Park heavies avoid heat
Dreamworld bosses won’t be called at inquest
DREAMWORLD bosses are set to escape a grilling at the inquest into the Thunder River Rapids ride tragedy which left four people dead.
The inquest is expected to finish today after more than six weeks of sittings, without two key figures facing interrogation over Australia’s worst theme park disaster.
Former Dreamworld chief executive Craig Davidson and the ex-CEO of parent company Ardent Leisure, Deborah Thomas, have not been called to give evidence at the inquest despite both being in charge at the time of the October 2016 tragedy.
Mr Davidson both resigned earlier this year and received payouts totalling more than $1.3 million. He has had his own barrister at the inquest, while Ardent is also represented.
A succession of Dreamworld staff, from young ride operators through to former operations manager Troy Margetts and safety boss Angus Hutchings, have been grilled at the coronial hearing, with some making emotional apologies to the families of the four victims.
Counsel assisting the inquest, Ken Fleming QC, said there were “good and valid reasons” why Mr Davidson and Ms Thomas had not been called but he could not elaborate.
Yesterday, the inquest heard details of a damning report into the disaster by a panel of three expert engineers commissioned to advise Coroner James McDougall as he frames his recommendations.
The panel found there were “obvious” hazards on the Thunder River Rapids ride that should have been rectified.

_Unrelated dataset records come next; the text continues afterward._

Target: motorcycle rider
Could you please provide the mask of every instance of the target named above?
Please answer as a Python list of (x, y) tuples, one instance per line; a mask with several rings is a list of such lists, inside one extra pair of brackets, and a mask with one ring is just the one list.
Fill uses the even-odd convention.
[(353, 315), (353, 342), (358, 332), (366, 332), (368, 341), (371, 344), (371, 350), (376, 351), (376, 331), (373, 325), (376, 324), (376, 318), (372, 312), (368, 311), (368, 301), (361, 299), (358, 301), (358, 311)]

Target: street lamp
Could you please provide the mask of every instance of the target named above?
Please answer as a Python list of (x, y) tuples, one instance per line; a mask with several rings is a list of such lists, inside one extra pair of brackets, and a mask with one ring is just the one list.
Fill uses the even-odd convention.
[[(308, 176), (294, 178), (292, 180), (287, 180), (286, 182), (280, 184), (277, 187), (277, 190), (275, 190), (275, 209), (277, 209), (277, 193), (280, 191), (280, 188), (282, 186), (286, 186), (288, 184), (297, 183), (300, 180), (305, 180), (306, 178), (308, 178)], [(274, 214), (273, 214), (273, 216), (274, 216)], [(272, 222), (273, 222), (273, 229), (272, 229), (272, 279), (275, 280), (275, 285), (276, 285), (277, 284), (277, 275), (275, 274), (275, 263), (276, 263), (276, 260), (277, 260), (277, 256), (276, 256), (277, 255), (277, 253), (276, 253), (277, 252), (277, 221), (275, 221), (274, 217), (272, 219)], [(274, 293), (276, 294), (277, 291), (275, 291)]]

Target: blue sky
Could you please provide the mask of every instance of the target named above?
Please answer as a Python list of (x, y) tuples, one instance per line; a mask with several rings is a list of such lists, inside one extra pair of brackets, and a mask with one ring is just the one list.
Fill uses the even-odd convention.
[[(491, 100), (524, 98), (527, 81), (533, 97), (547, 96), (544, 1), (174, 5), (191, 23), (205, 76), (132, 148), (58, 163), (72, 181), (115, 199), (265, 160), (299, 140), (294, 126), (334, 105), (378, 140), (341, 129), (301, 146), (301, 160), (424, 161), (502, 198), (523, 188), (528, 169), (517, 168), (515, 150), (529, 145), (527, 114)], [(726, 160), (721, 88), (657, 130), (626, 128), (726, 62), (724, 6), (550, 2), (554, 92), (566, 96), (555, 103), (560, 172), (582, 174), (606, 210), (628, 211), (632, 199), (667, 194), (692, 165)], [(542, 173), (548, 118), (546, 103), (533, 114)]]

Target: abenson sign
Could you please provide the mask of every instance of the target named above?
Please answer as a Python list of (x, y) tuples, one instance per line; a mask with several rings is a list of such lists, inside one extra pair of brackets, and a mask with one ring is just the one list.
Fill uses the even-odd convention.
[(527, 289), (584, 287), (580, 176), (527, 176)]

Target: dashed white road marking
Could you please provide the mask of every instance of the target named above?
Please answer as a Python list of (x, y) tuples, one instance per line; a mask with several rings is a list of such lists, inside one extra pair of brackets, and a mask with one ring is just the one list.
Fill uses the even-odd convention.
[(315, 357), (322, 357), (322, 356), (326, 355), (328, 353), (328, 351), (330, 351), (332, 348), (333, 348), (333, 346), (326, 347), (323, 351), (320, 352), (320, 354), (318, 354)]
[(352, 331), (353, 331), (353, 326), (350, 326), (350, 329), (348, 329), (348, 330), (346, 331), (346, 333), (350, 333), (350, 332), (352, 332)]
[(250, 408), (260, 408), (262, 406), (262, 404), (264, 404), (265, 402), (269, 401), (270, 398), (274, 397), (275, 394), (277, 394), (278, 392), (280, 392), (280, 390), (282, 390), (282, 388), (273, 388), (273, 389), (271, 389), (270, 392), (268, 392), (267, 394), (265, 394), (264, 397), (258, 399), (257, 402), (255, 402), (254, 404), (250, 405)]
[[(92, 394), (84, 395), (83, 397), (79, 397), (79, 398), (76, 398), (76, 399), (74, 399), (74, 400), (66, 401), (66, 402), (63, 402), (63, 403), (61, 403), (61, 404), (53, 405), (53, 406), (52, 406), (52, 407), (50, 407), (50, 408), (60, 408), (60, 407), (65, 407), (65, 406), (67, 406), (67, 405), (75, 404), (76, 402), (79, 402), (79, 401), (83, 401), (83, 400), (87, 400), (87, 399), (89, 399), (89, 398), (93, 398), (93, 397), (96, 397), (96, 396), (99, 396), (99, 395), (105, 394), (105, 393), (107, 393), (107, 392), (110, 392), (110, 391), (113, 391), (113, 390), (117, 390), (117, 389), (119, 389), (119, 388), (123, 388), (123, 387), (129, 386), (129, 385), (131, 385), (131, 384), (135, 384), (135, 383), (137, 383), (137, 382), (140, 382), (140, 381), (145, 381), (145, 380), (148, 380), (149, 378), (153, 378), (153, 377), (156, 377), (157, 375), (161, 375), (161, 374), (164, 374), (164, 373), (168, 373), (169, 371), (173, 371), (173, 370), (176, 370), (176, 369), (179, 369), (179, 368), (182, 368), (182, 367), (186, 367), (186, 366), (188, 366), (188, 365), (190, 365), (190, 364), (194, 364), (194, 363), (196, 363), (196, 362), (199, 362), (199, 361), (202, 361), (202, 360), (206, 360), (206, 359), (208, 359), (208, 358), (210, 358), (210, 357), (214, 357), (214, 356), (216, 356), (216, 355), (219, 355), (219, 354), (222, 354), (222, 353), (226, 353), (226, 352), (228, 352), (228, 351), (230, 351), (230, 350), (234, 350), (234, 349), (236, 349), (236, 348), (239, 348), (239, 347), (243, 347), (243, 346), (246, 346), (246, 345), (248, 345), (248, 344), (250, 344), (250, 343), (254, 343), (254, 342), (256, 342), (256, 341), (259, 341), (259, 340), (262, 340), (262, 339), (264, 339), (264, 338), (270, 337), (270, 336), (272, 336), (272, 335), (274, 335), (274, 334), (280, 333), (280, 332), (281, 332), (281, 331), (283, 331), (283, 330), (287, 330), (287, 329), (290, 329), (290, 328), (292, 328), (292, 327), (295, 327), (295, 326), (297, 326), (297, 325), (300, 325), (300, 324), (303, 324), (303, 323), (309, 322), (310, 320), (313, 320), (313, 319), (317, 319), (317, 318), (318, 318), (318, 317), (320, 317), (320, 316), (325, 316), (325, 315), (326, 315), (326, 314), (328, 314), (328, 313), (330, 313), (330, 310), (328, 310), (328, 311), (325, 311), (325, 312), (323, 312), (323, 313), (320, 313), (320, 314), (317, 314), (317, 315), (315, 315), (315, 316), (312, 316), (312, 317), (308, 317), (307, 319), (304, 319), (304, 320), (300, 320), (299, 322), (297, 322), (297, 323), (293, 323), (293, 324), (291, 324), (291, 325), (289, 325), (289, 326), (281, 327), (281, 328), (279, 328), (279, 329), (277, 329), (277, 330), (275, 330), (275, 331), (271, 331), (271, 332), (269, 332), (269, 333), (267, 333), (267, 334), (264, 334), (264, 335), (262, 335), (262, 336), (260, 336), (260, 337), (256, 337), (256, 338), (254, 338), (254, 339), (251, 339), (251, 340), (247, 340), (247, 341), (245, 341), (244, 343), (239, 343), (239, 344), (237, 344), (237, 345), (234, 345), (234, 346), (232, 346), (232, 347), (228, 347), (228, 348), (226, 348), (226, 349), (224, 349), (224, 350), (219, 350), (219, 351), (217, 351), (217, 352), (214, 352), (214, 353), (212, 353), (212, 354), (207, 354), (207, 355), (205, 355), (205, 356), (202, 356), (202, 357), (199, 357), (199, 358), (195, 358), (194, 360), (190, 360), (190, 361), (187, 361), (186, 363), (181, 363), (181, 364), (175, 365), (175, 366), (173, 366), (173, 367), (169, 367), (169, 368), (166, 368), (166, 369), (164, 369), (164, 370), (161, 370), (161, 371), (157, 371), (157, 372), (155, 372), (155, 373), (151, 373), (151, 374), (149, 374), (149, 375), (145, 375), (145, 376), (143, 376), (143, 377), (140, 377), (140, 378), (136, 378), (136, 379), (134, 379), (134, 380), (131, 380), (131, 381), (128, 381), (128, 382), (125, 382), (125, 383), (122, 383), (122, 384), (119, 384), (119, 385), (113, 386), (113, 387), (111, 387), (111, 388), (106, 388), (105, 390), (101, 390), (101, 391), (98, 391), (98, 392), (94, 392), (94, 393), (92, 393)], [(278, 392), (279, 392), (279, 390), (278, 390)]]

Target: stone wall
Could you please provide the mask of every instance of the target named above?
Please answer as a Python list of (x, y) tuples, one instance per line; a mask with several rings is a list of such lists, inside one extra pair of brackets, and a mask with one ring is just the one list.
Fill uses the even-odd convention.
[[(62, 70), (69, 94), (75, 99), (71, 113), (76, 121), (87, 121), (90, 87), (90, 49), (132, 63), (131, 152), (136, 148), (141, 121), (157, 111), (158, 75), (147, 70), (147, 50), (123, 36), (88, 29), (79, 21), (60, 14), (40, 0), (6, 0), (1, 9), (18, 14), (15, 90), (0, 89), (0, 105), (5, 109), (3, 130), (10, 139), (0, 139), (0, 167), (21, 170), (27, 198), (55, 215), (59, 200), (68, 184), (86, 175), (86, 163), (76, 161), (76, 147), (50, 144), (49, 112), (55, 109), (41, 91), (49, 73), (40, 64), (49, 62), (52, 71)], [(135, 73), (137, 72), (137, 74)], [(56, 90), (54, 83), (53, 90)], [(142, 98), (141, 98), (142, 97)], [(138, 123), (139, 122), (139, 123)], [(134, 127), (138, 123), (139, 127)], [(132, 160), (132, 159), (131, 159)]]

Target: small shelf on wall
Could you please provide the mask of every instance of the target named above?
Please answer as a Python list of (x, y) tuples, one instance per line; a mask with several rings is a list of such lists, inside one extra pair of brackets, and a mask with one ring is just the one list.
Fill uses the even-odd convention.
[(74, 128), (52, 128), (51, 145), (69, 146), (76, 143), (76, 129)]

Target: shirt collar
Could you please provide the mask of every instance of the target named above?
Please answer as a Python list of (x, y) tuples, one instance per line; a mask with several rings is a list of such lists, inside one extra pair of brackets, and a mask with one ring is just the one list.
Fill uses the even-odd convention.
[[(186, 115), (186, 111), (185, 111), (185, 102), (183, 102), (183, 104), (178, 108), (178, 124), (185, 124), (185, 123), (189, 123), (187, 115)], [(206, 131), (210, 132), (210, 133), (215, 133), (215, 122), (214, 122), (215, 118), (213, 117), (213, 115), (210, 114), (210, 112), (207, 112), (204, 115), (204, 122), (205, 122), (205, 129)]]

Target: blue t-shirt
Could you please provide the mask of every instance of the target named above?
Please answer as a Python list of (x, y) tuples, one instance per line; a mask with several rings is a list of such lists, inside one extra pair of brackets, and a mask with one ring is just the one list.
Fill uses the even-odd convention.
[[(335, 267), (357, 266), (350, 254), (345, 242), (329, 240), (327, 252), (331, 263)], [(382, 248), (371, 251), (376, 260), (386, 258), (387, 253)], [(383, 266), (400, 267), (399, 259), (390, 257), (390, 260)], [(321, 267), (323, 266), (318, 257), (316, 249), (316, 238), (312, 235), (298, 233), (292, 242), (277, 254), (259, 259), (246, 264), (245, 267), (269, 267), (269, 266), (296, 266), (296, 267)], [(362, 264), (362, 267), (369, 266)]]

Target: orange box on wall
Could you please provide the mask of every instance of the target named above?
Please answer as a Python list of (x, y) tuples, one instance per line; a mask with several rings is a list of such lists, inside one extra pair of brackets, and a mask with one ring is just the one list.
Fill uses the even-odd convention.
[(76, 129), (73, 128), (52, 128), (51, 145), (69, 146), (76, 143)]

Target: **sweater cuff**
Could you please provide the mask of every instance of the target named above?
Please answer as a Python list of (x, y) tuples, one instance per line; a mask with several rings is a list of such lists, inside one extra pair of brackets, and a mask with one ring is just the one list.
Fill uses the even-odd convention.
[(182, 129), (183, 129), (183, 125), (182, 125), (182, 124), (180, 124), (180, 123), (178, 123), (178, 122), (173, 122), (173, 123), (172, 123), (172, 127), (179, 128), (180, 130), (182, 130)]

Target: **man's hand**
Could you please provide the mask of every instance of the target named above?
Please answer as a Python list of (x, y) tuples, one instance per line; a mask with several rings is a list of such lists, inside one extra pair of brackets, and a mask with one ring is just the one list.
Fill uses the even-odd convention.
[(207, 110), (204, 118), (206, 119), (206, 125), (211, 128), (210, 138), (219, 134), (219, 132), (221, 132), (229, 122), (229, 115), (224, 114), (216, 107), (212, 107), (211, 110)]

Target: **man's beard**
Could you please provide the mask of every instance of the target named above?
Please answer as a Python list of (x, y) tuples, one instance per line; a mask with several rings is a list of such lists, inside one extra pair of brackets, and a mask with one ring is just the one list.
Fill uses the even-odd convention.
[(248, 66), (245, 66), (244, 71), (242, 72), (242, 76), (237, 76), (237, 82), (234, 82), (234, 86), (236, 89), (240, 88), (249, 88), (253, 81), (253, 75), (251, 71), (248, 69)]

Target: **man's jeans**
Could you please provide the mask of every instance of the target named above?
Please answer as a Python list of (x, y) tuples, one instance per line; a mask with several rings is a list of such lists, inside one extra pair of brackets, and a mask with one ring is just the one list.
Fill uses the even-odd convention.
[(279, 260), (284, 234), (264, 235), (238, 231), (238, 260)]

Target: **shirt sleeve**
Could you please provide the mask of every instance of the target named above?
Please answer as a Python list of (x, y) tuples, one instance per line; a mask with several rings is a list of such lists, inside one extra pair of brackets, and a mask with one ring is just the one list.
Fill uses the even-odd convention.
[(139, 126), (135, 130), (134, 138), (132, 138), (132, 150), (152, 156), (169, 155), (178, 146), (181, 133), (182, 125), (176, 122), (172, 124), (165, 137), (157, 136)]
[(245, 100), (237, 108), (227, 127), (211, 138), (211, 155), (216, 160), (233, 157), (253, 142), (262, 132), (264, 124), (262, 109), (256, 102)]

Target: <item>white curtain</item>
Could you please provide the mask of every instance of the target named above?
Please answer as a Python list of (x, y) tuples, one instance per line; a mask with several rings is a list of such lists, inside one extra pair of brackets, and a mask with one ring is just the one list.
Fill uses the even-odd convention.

These included the removal of wooden slats on the conveyor, leaving an “excessive gap” that posed “a significant risk of injury to any person who fell onto the conveyor whilst it was in operation”.
Tourists Cindy Low, Kate Goodchild, her brother Luke Dorsett and his partner Roozi Araghi were killed when a pump malfunctioned for the third time on the day of the disaster and water levels plunged, causing their raft to flip on the conveyor.
One of the expert engineers, Dr Frank Grigg, told the hearing he believed at least one of the four would still be alive had the rafts been fitted with aircraft-style seatbelts.
“Why velcro (seat belts) were used is a mystery to me,” he said. The inquest was also told of proposed sweeping changes to theme park safety laws in Queensland in the wake of the tragedy.